Parliamentarians overwhelmingly passed a motion Thursday to extend the military mission in Afghanistan, which means Canadian troops will stay in the war-torn country until at least 2011.

The vote, which passed 198-77, came as anti-war protesters chanted in another area of Parliament. Some even had to be dragged away by guards. But in the end, they didn't affect the outcome.

Passage of the confidence motion was basically assured after the Liberals and Conservatives ironed out a compromise last month. The Conservatives agreed to set a mission end date and focus on reconstruction efforts and training instead of seeking combat.

The vote came ahead of a meeting of NATO allies slated for Bucharest, Romania, in a few weeks. The extension is dependent on NATO coming through with 1,000 combat troops. Canada is also asking for eight helicopters to ferry troops and unarmed drones to spot the enemy. There have been indications that some European countries or the U.S. will provide more troops.

The NDP voted against extending the mission, along with most Bloc MPs.

NDP Leader Jack Layton told CTV Newsnet before Thursday's vote that he was "sorry that (Liberal Leader Stephane) Dion has decided to essentially prop up (Prime Minister Stephen) Harper and support the continued war effort."

"We don't have a sense of the final cost and even (where) the additional troops . . . are going to come from," Layton said. "We are embroiled in something that is not taking us towards peace."

Some Canadian soldiers serving in Afghanistan say the mission is worth their sacrifices.

"Every war has a price," said Cpl. Vartan Koumayan. But he noted, "I am really in no position to know whether we're or not we are getting anywhere."

Master-Cpl. Tatyana Danylyshyn said, "It's not a hopeless cause."

There are about 2,500 Canadian soldiers serving in the Afghan mission. Eighty have died.

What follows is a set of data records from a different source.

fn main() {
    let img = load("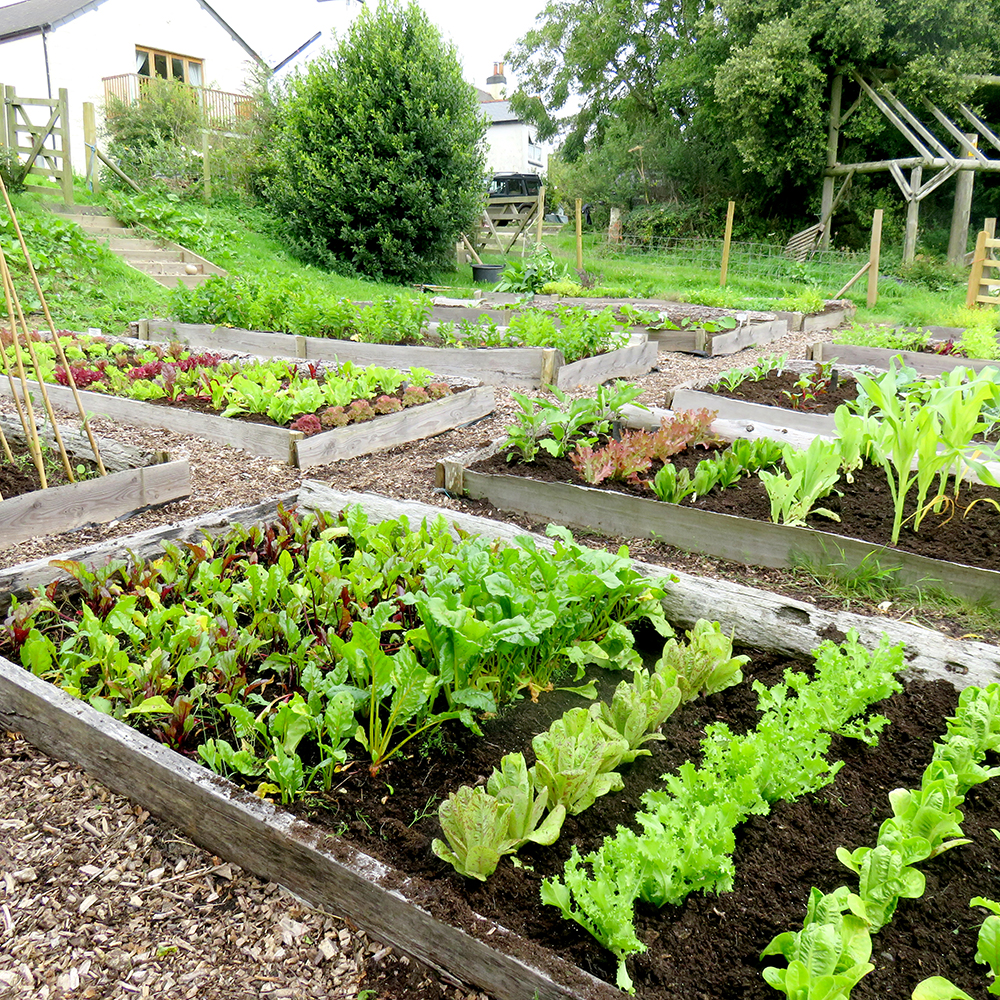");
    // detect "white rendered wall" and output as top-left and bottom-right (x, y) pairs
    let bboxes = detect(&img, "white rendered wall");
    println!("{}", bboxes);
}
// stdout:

Some critics say Canada needs to end its combat role. The Council of Canadians has warned that they will keep tabs on those MPs who voted in favour of extending the mission -- and they have threatened to campaign against them in the next federal election.

A Liberal senator says MPs did not pay enough attention to the mission funding, but instead focused on the political debate over why Canada is in Afghanistan.

"This war is going to take a lot more money than this government is prepared to admit," said Colin Kenny. "This government is also clearly not prepared to invest in it."

New Democrat Dawn Black says it is difficult to find out exactly what it costs Canada to fund the war. The mission's funding is part of the overall operating budget at the Department of Defence.

"Clearly, if they (the government) can downplay the costs in both human terms and in dollar terms, they think that will work to their advantage," Black said.

RESP confidence motion

The Afghan vote was not the only confidence motion on Parliament's agenda today.

A budgetary ways-and-means motion also passed the Commons. It sets the stage for cancelling a Liberal private member's bill which would give tax breaks to parents saving for their kids' education.

That bill is currently before the Senate. The Tories have argued the private member's bill could cost $900 million a year by giving parents big tax breaks on RESPs.

Dion had signalled that his party was not ready for an election, therefore, most Liberal MPs didn't defeat Thursday's Tory motion. Most abstained and the motion passed 124-87.

Dion has said that he will wait until a few weeks after next Monday's byelections to decide whether or not to topple the government.